November 9th, 2014 · 8 Comments

Camel milk has a great taste. But that’s not why Americans are beginning to drink it.

People with diabetes are drinking it to help us reduce our blood sugar and to reduce the amount of insulin we have to take. Camel milk is one of those rare functional foods that helps us manage our diabetes better.

Camel milk recently became available in the United States. Two years ago the U.S. Food and Drug Administration approved the sale of camel milk here. This year Desert Farms in Santa Monica, California, became the first camel milk wholesaler in the U.S. It is now on the shelves of natural food stores in California, including 40 Whole Foods Markets in the northern part of that state. By the end of this month Whole Foods will have it in its frozen food cases at 32 stores in Colorado, Kansas, New Mexico, and Utah.

Whole Foods only carries pasteurized camel milk, but since raw camel’s milk is legal in California, another retailer in that state, Lassen’s, sells both raw and pasteurized camel milk in its 10 stores. Desert Farms will also ship it to your door.

I have drunk both raw and pasteurized camel milk from Desert Farms. It tastes to me essentially the same as 2 percent milk from cows, which has a similar fat content. Camel milk, whether raw or pasteurized, has 4.5 grams of total fat per 8 ounces, while 2 percent cow’s milk has 5 grams in the same serving size.

Camels are rare in the United States, which is the main reason why camel milk is considerably more expensive than cow’s milk.
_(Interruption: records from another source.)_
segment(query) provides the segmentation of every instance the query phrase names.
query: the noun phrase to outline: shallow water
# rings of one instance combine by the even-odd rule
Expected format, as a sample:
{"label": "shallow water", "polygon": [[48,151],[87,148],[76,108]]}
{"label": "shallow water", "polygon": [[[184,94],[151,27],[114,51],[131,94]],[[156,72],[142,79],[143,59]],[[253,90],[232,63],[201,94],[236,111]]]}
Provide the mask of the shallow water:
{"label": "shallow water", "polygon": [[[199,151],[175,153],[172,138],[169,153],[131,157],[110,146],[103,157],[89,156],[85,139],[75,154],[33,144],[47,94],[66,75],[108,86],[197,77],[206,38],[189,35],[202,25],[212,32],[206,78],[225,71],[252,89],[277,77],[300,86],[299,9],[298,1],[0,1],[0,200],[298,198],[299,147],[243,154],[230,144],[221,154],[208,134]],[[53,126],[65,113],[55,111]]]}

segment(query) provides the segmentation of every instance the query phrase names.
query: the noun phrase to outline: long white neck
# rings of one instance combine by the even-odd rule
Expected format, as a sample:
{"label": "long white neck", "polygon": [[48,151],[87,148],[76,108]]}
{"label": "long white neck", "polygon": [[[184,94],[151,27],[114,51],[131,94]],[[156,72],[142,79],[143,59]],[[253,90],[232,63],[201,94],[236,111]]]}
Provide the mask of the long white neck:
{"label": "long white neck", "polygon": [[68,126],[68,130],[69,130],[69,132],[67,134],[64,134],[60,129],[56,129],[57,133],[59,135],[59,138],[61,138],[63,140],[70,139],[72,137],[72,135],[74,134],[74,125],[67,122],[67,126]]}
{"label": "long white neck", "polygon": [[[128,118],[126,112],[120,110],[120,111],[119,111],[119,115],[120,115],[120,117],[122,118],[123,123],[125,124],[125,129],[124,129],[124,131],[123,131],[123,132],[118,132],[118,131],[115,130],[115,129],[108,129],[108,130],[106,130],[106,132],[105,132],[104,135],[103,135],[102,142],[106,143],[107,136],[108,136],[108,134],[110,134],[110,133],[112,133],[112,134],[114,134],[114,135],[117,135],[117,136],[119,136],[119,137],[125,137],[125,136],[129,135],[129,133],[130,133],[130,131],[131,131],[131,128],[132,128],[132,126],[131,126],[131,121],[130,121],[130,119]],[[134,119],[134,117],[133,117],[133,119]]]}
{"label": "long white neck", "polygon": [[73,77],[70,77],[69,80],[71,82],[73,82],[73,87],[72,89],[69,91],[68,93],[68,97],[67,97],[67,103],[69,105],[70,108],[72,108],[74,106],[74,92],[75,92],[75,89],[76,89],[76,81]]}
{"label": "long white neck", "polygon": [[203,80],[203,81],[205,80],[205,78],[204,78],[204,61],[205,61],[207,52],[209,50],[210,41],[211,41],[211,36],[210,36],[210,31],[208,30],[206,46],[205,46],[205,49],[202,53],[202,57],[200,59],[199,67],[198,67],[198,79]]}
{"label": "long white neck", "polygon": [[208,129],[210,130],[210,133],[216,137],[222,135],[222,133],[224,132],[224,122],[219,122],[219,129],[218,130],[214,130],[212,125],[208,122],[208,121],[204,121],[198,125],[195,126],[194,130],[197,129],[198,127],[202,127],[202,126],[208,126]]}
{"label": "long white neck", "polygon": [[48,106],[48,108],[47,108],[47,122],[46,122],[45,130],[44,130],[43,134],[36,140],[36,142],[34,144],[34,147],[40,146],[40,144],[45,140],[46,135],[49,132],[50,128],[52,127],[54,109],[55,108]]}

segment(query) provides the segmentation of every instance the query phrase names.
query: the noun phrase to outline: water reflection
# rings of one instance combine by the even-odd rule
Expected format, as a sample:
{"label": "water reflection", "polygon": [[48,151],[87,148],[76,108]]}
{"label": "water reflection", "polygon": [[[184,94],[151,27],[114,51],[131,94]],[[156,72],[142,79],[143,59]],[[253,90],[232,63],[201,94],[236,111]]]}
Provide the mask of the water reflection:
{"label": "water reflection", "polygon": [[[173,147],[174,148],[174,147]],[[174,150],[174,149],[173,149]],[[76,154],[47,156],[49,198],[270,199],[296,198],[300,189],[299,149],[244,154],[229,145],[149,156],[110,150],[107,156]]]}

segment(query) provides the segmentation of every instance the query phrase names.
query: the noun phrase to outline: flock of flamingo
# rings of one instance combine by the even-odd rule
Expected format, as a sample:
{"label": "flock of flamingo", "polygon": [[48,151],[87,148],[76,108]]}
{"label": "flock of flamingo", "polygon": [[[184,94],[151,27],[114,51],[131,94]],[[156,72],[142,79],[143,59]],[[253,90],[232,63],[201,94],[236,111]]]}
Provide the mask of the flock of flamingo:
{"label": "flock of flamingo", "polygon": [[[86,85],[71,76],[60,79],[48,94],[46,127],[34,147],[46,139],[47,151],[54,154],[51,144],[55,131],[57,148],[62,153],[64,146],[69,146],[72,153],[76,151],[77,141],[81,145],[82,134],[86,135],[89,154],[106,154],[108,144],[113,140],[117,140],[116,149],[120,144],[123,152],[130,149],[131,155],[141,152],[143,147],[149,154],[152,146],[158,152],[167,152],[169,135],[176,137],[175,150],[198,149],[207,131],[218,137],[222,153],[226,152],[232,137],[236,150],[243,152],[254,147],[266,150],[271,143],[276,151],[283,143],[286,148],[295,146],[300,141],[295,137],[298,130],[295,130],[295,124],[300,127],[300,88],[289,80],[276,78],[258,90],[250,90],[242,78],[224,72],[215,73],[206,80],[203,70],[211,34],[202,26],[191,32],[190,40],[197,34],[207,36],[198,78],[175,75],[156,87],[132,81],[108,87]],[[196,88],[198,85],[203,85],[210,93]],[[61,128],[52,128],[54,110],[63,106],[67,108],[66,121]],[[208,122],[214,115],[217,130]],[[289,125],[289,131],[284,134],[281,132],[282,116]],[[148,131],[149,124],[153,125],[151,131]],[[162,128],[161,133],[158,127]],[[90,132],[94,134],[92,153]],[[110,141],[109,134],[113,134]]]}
There are 18,000 cows for every camel in the United States, the Desert Farms website says.

We have only 3,000 to 5,000 camels here, according to two different estimates. And many of them work in circuses or live in zoos. Almost one-third of the estimated 19,000,000 camels in the world live in Somalia, where camel milk is readily available, along with Sudan, Kenya, India, and Saudi Arabia. When the U.S. Agency for International Development sent me to Somalia in 1963, I didn’t drink any camel milk, although I saw thousands of camels herded by Somali nomads and brought back an authentic pair of wooden camel bells.


Between Hargeisa and Arabsyio, Somalia, December 1963

The founder of Desert Farms, Walid Abdul-Wahab, came to this country from his native Saudi Arabia. But most of the camel ranchers he works with are Amish and Mennonite people in the Midwest.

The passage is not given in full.